そして井の字の中央にルーズリーフをそっと置く。

拝むように手を合わせ――


「エンジェルさん、エンジェルさん。ありがとうございました。お帰りくださいませッ」


 そう言いながら、鞄から取り出した白い粒――塩をルーズリーフへと振りかけた。

パラパラとルーズリーフにぶつかる音がする。

沙耶佳と莉奈は一言も発さず、成り行きを見守っていた。

一呼吸、二呼吸置いてから、降り注いだ塩が青白い炎を上げる。

それは、瞬く間にルーズリーフ全体へと広がり、一瞬のうちに炭へを変えてしまった。


 パンッ――と、輝一が柏手を打った。

その唐突な音に驚いたのか、きゃッと沙耶佳が小さな悲鳴を上げる。

一瞬、目をそらしてしまった沙耶佳が、視線を戻すと、もう、そこには黒い跡すら残さず、ただただ井の字が残るだけであった。


「――これで、終わりですか?」


 あまりにもあっけない結末に、いまいち不安が拭いきれず、沙耶佳がおずおずと問う。

輝一は、井形の木片を片付けながら――


「ええ、エンジェルさんが引き起こしていた事故は、無くなると思いますよ」

「エンジェルさんが悪さをしてたんですか?」

「推測だらけになりますが、恐らく、送還せずにロングヘアーの人のことを(おとしい)れていたんでしょうね」


 確かに、ロングヘアーの生徒ばかりが事故に遭っていた。

とは言え、それはそれで疑問が残る。


「ロングヘアー限定なんですね」

「ううん。

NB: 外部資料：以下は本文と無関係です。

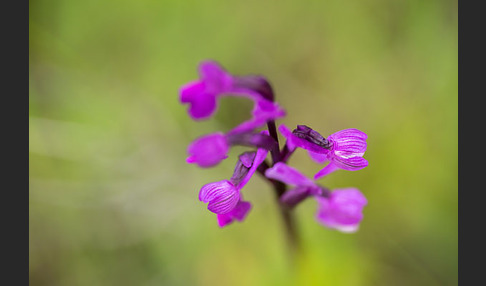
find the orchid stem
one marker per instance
(288, 218)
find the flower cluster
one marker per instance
(339, 209)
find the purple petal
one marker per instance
(294, 196)
(288, 175)
(349, 161)
(208, 150)
(294, 141)
(319, 158)
(326, 171)
(247, 158)
(241, 210)
(222, 196)
(238, 213)
(342, 210)
(254, 85)
(201, 103)
(224, 220)
(349, 140)
(259, 158)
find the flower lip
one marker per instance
(307, 133)
(222, 196)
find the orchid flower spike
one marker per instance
(224, 197)
(340, 209)
(209, 150)
(343, 149)
(202, 95)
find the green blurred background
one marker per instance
(112, 201)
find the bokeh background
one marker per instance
(112, 201)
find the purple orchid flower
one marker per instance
(209, 150)
(343, 149)
(224, 197)
(340, 209)
(202, 95)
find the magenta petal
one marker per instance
(286, 174)
(224, 220)
(208, 150)
(287, 133)
(241, 210)
(191, 90)
(222, 196)
(294, 196)
(294, 141)
(238, 213)
(202, 104)
(326, 171)
(350, 163)
(319, 158)
(349, 140)
(343, 210)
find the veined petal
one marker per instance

たぶん、エンジェルさんが理解出来なかったんです」


 沙耶佳の疑問に莉奈が答える。

地面に残った井の字を、足で払って消し終えると、輝一が校舎の方を指差し戻りましょうと告げる。


「恐らく犯人は、明確な対象を指定していたはずです」

「エンジェルさんが、その相手を理解出来なかった――と?」

「ええ、恐らく。所詮は低位な霊ですし」

「低位なんですか?」

「低位とか高位とか明確な区分けがある訳じゃありませんが、所詮は素人の召喚儀式ですしね」

「動物や虫、形が無い有象無象みたいなモノの集合なんですよ」


 莉奈からの補足に、そうなんですねと頷きながら校舎へと戻る。

そのまま、再び階段へと向かい、輝一は写真を撮った。


 そうして、その日の調査は、お開きとなった。

後日、写真を確認したところ、怪しい「もや」は見受けられず、この件は解決したのだろう――と判断された。